Registro da marca cupuaçu é anulado no Japão
O
nome da fruta cupuaçu, registrado como marca comercial exclusiva
pela multinacional Asahi Foods, volta a ser reconhecido como
de domínio popular. O Escritório de Marcas e Patentes
do Japão (JPO) anulou no início de março o
registro (concedido em 1998) e nesta semana venceu o prazo para
recorrer da decisão.
O
cancelamento do registro é resultado da campanha de pressão
"O cupuaçu é nosso" (que a ComCiência
acompanhou), liderada pela organização acreana Amazonlink
e pelo Grupo de Trabalho Amazônico (GTA, entidade que representa
mais de 500 ONGs), em parceria com outras entidades governamentais
e não governamentais. As duas entidades comemoraram a anulação
no dia 8 de março em Rio Branco (AC), com um show de bandas
musicais, e em Manaus no dia 10. Agora, estão planejando
as próximas etapas da campanha, voltadas para a anulação
do registro do cupuaçu na Europa e nos Estados Unidos e para
sensibilizar a opinião pública sobre outros casos
de patenteamento ou registro ilegítimo.
Os
argumentos da ação de cancelamento do registro do
cupuaçu, protocolada em março do ano passado, foram
aceitos integralmente pelo JPO. O artigo 3 da lei de marcas do Japão
afirma que uma marca não pode ser registrada caso ela indique
um nome já comum de matérias primas, o que impede
a propriedade exclusiva do nome da fruta. Além disso, o escritório
reconheceu que o nome exclusivo como marca pudesse ser usado até
para indicar óleos e gorduras comestíveis que não
fossem extraídos do verdadeiro cupuaçu, lesando os
consumidores. O Japão negou também o pedido de patente
do processo de extração do óleo da semente
do cupuaçu, que faz o cupulate, um chocolate de cupuaçu:
a Embrapa já patenteou esse mesmo processo em 1990, mesmo
com patente válida somente no território nacional.
"É
uma vitória significativa", - comenta Michael Schmidlehner,
presidente da Amazonlink - "porque abre um precedente: se foi
anulado o registro de uma empresa japonesa no Japão, confiamos
que outros registros, na Europa e nos Estados Unidos, também
sejam negados". O registro do cupuaçu chegou ao conhecimento
da opinião pública brasileira somente em 2002, quando,
ao enviar algumas amostras de cupuaçu para a Alemanha para
avaliar possibilidades de comercialização, foi descoberto
que o nome da fruta estava registrado como marca nos EUA, Europa
e Japão e que o processo de produção do cupulate
estava sendo patenteado.
"No
nível simbólico" - explica Schmidlehner - "esta
anulação representa um passo importante porque demonstra
que a sociedade civil pode exercer pressão e obter que sejam
tomadas providências efetivas contra registros e patentes
ilegítimas.
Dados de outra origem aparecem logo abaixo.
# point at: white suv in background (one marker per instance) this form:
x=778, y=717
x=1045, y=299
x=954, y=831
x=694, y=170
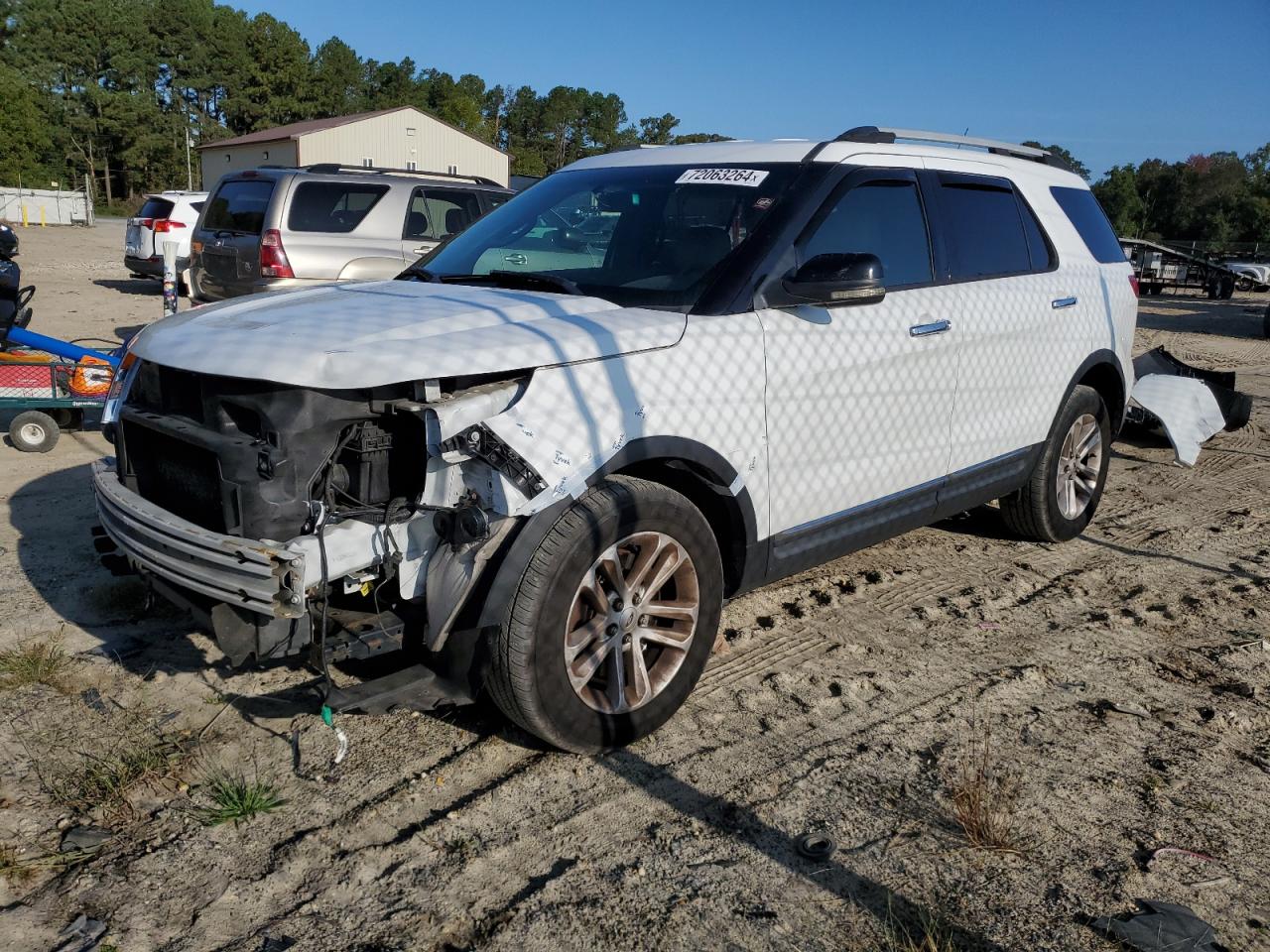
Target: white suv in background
x=166, y=216
x=540, y=461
A campanha serviu também para que muitas
pessoas tomassem conhecimento da existência desses registros
e fossem sensibilizadas sobre o assunto da biopirataria. Mas temos
ainda muito caminho a fazer".
O governo brasileiro está promovendo, de acordo com informações
do presidente da Amazonlink, uma ação oficial para
pedir a anulação do registro na Oficina de Armonizacion
del Mercado Interior (Oami), o escritório de registros
da União Européia. Segundo ele, já foi enviado
ao Itamaraty uma documentação que será útil
para anular o registro do cupuaçu nos Estados Unidos e na
Europa. Há ainda outra ação no Escritório
Europeu de Patentes para pedir a anulação da patente
sobre o processo de produção do cupulate. "Pretendemos
demonstrar a ilegitimidade da patente, por duas razões: existe
um processo tradicional de produção do cupulate e
a Embrapa já patenteou no Brasil os processos industriais
de extração de óleos a partir do cupuaçu.
Nos Estados Unidos foi registrada a mesma marca e pedida a patente.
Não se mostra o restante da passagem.